“Not a house?”

“Something not unlike it. In the Father’s house are many mansions. Sometimes I fancy that those words have a literal meaning which the simple men who heard them may have understood better than we, and that Christ is truly ‘preparing’ my home for me. He must be there, too, you see,—I mean John.”

I believe that gave me some thoughts that I ought not to have, and so I made no reply.

“If we have trees and mountains and flowers and books,” she went on, smiling, “I don’t see why not have houses as well. Indeed, they seem to me as supposable as anything can be which is guess-work at the best; for what a homeless, desolate sort of sensation it gives one to think of people wandering over the ‘sweet fields beyond the flood’ without a local habitation and a name. What could be done with the millions who, from the time of Adam, have been gathering there, unless they lived under the conditions of organized society?
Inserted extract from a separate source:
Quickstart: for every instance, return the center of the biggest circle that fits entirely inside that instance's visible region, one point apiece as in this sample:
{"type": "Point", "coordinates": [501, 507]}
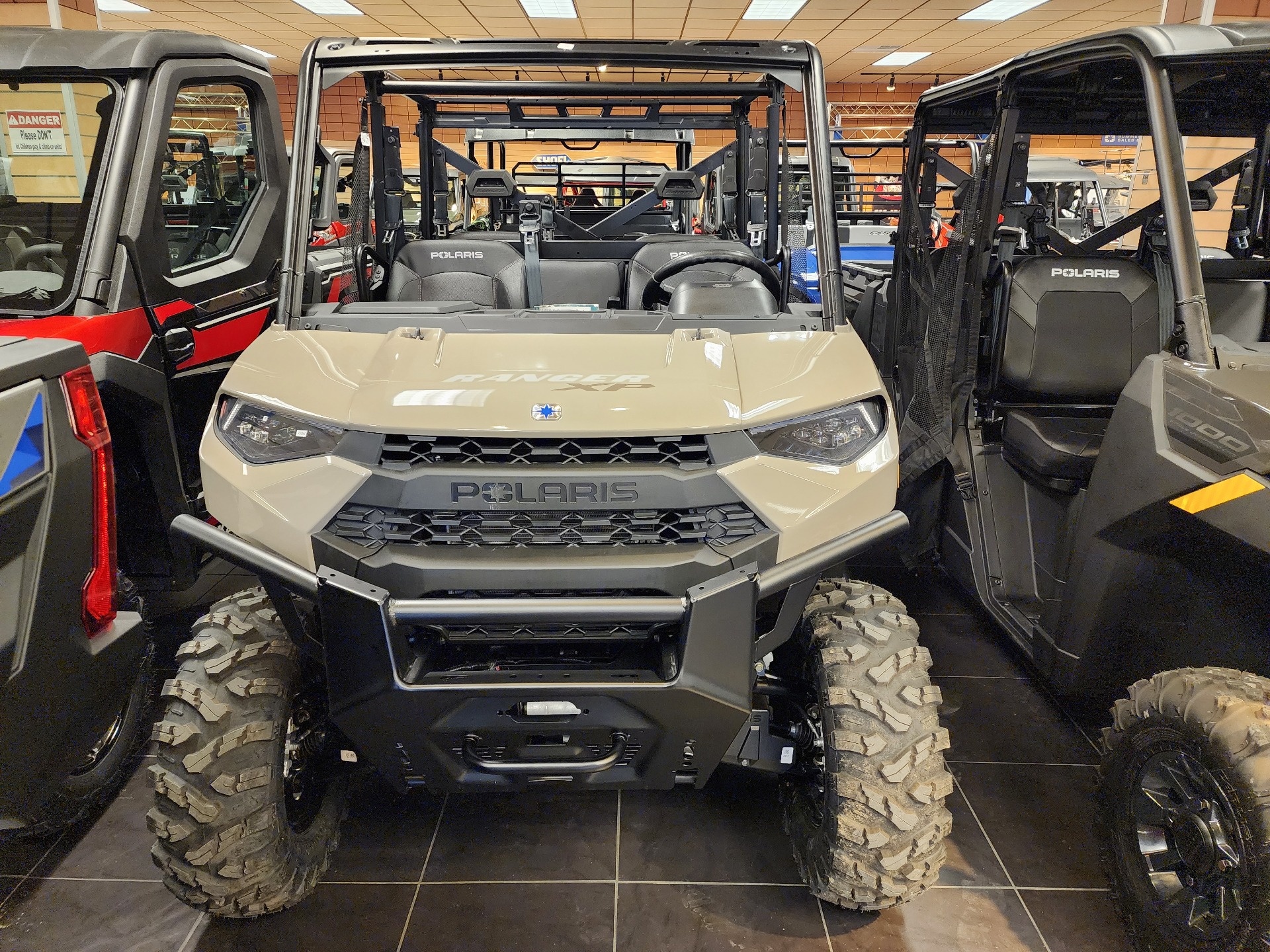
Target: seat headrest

Organized society involves homes, not unlike the homes of this world.

“What other arrangement could be as pleasant, or could be pleasant at all? Robertson’s definition of a church exactly fits. ‘More united in each other, because more united in God.’ A happy home is the happiest thing in the world. I do not see why it should not be in any world. I do not believe that all the little tendernesses of family ties are thrown by and lost with this life. In fact, Mary, I cannot think that anything which has in it the elements of permanency is to be lost, but sin. Eternity cannot be—it cannot be the great blank ocean which most of us have somehow or other been brought up to feel that it is, which shall swallow up, in a pitiless, glorified way, all the little brooks of our delight. So I expect to have my beautiful home, and my husband, and Faith, as I had them here; with many differences and great ones, but mine just the same. Unless Faith goes into a home of her own,—the little creature! I suppose she can’t always be a baby.

“Do you remember what a pretty little wistful way Charles Lamb has of wondering about all this?

“‘Shall I enjoy friendships there, wanting the smiling indications which point me to them here,—the “sweet assurance of a look”? Sun, and sky, and breeze, and solitary walks, and summer holidays, and the greenness of fields, and the delicious juices of meats and fish, and society, ... and candle-light and fireside conversations, and innocent vanities, and jests, and irony itself,—do these things go out with life?’”

“Now, Aunt Winifred!” I said, sitting up straight, “what am I to do with these beautiful heresies? If Deacon Quirk should hear!”

“I do not see where the heresy lies. As I hold fast by the Bible, I cannot be in much danger.”

“But you don’t glean your conjectures from the Bible.”